David Berlind makes the point and Nicholas Carr jumps in. But blanket statements like that are dangerous. The range of SMBs varies so widely. And their application and infrastructure portfolios are as wide as their industries and geographies.
My recommendation - only consider selective outsourcing Certain segments of the market like mail hosting are mature and at competitive pricing. Others like managed security or hosted enterprise applications still do not.
Andrew, a Carr reader makes s similar point
"As the CTO of an SMB, I've spent months working with various "IT Utility" companies.
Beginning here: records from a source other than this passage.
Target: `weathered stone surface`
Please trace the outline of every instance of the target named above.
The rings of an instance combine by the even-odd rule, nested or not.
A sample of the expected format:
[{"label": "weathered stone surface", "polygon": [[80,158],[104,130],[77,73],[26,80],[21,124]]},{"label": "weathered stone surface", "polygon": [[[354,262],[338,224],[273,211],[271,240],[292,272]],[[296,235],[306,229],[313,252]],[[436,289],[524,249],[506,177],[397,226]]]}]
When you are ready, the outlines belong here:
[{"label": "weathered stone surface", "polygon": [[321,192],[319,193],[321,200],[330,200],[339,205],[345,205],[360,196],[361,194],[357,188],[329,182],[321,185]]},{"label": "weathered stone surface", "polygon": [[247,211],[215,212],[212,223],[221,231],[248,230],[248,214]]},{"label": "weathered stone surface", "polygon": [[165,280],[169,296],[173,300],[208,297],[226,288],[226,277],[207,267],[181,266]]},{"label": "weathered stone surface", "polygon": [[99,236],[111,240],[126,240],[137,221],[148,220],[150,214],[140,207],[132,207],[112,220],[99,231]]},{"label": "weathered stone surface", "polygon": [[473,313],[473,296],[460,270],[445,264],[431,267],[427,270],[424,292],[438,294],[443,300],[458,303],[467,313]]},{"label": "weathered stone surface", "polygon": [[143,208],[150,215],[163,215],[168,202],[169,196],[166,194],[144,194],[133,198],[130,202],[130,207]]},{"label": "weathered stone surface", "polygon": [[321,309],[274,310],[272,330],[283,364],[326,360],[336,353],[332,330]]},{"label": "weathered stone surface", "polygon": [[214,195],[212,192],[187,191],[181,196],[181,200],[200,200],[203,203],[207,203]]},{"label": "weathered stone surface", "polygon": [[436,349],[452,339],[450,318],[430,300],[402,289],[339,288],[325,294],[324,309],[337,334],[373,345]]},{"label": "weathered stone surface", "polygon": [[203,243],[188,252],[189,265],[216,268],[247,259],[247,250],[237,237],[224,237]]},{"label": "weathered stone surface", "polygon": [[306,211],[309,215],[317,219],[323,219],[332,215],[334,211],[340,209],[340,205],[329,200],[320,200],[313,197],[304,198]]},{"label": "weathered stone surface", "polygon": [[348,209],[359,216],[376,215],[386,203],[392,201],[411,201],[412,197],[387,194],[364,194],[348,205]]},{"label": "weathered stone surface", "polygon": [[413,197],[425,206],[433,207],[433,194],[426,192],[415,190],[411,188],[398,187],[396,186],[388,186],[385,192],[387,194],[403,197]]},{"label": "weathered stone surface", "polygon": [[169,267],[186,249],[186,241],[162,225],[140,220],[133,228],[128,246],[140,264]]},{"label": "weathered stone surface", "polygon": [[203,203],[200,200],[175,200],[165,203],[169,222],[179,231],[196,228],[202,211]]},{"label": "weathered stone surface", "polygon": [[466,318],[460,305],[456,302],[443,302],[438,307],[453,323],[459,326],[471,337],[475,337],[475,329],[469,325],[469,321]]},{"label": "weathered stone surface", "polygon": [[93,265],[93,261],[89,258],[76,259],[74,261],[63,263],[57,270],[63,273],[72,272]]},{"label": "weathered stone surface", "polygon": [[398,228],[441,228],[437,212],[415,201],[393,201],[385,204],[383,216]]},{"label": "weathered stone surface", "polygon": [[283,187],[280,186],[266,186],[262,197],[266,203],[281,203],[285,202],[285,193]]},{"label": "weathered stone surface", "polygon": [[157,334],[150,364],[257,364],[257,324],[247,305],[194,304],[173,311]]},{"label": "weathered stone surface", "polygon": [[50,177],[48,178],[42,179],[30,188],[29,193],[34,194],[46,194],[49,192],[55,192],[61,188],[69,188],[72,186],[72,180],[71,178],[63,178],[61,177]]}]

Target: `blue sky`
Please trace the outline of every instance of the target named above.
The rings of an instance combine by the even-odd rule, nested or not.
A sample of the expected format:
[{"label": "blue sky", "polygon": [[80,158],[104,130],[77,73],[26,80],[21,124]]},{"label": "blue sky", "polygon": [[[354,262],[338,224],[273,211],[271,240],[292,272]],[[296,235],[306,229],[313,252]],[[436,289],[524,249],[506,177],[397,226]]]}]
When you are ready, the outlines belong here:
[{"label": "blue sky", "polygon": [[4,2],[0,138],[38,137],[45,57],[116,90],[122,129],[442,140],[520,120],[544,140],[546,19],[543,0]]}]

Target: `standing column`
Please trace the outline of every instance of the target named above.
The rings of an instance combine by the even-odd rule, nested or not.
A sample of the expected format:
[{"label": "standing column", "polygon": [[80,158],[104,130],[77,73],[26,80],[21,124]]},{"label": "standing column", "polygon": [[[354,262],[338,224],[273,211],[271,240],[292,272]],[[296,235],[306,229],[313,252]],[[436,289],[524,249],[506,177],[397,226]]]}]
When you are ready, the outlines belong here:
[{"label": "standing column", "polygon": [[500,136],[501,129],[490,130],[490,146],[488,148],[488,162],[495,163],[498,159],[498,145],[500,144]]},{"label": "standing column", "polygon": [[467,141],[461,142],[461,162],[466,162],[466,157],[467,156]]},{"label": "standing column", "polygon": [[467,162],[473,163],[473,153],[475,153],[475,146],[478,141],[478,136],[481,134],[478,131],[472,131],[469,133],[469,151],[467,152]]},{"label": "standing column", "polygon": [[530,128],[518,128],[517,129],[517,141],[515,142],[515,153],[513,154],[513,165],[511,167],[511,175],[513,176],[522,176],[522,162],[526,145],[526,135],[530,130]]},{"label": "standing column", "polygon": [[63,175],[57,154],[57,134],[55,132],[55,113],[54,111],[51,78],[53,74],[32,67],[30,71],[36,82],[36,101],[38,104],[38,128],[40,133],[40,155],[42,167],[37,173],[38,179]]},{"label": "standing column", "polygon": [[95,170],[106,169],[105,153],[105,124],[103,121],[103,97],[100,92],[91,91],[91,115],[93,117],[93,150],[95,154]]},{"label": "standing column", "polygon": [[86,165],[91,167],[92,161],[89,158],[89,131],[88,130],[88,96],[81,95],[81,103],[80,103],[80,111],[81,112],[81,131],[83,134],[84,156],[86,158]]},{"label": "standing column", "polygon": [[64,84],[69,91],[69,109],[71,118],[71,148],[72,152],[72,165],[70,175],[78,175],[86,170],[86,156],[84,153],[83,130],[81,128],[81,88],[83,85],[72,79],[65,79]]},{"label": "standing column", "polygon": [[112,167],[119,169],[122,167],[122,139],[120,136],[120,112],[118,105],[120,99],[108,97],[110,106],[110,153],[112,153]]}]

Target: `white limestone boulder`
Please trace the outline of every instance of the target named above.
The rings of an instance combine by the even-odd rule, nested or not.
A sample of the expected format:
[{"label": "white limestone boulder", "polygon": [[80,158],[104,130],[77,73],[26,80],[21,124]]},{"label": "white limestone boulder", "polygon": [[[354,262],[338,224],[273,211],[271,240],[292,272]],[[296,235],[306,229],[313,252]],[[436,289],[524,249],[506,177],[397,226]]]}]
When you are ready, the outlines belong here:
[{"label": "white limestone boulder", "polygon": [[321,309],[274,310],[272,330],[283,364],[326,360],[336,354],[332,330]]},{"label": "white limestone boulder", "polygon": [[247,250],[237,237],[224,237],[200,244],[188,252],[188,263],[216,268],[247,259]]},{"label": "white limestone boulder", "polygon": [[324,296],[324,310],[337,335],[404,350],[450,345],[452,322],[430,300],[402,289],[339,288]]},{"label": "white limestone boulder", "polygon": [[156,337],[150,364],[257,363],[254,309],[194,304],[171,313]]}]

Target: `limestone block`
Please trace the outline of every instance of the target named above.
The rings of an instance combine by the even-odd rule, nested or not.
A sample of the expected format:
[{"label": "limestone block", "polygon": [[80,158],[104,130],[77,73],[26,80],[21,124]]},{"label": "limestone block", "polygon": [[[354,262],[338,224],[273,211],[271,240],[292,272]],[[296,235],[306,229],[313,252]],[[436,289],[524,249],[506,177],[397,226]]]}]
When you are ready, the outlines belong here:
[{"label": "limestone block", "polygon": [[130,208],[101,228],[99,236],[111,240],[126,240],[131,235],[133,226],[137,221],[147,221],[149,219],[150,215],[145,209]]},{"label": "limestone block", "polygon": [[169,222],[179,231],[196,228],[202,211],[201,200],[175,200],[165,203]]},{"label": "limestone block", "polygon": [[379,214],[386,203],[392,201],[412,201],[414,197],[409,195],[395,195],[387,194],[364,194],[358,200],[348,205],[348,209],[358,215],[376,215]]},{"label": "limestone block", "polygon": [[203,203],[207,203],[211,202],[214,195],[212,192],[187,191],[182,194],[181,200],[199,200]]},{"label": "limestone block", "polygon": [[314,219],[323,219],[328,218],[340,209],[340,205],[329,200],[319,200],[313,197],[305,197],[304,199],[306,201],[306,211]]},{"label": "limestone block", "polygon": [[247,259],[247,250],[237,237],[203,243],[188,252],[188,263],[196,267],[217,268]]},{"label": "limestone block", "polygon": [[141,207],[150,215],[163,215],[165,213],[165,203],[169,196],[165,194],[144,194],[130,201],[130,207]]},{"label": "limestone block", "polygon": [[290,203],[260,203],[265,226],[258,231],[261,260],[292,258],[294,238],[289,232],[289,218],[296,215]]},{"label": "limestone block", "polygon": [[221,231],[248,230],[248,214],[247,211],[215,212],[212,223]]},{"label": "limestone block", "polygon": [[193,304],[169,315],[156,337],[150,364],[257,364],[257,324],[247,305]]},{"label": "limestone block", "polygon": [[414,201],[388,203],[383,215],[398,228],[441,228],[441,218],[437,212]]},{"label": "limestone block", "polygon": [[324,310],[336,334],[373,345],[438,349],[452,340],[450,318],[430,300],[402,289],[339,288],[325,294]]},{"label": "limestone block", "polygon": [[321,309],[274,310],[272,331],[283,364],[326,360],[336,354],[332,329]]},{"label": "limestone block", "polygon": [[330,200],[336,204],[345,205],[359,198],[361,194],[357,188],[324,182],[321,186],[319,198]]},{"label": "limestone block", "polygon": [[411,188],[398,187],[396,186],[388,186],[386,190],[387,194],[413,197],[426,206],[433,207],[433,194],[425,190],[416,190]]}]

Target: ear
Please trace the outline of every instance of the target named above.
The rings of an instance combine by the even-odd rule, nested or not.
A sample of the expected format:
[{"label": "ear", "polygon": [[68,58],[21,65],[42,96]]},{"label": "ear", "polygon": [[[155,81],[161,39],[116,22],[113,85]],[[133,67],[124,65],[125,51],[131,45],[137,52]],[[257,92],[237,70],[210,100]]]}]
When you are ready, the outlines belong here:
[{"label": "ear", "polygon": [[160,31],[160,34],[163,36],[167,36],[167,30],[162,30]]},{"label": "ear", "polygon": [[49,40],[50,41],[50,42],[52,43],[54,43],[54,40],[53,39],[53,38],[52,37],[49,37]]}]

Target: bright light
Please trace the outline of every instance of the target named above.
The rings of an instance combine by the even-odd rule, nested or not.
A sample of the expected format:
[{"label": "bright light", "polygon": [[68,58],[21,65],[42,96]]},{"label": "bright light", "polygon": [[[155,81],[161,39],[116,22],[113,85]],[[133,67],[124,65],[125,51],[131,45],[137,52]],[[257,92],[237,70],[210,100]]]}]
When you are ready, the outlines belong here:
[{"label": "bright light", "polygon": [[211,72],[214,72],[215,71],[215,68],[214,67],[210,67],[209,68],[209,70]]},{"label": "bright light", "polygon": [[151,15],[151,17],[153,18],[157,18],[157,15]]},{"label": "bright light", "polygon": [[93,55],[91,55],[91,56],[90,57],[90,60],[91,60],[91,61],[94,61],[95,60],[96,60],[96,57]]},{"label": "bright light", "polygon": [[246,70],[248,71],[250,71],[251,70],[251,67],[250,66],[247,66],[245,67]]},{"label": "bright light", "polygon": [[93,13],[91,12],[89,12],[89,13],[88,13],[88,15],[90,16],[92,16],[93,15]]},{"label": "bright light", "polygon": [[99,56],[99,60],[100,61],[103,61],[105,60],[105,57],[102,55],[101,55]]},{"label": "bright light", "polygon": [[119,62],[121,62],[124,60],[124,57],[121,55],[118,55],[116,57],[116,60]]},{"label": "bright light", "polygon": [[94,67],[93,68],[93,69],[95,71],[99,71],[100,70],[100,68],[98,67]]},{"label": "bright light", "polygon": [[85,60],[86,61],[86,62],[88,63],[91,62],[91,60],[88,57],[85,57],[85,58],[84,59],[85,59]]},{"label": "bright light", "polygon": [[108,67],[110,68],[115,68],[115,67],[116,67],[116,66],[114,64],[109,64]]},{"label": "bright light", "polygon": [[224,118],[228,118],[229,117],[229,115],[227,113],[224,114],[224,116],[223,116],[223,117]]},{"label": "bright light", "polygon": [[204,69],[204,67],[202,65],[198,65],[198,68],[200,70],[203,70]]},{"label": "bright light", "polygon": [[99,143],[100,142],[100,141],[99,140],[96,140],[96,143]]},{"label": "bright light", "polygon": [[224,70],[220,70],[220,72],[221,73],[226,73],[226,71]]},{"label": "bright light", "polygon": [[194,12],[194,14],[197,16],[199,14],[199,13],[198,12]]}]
The goal is to research the viability of outsourcing all non-essential IT functions. The reality is that these companies, even after negotiated discounts, are still 50% more expensive than the current situation. I think what the EMC CTO really means is, "our disk sales are stagnating, so we need to come up with a new annuity stream". I've worked with some pretty scrappy companies only to be shocked by the monthly bill. It adds up to more than the costs of the functions to be outsourced. Please, IT Utility is a pipe dream for the next 5 years. It's a wet dream for VARs."
As I wrote in Utility Computing: Wish it was so easy outsourcers just have not shown ability or willingess to deliver economies of scale
"EDS has over 100,000 employees. The average Fortune 500 CIO has 500 IT employees (and the average SMB has even less. Infosys has delivered over 18,000 projects using its GDM. The average CIO has done fewer than 10. ... Yet vendors cannot price their products or deliver performance on a utility scale model? How much more scale do they need?"
By all means outsource, but only if buy versus build makes sense.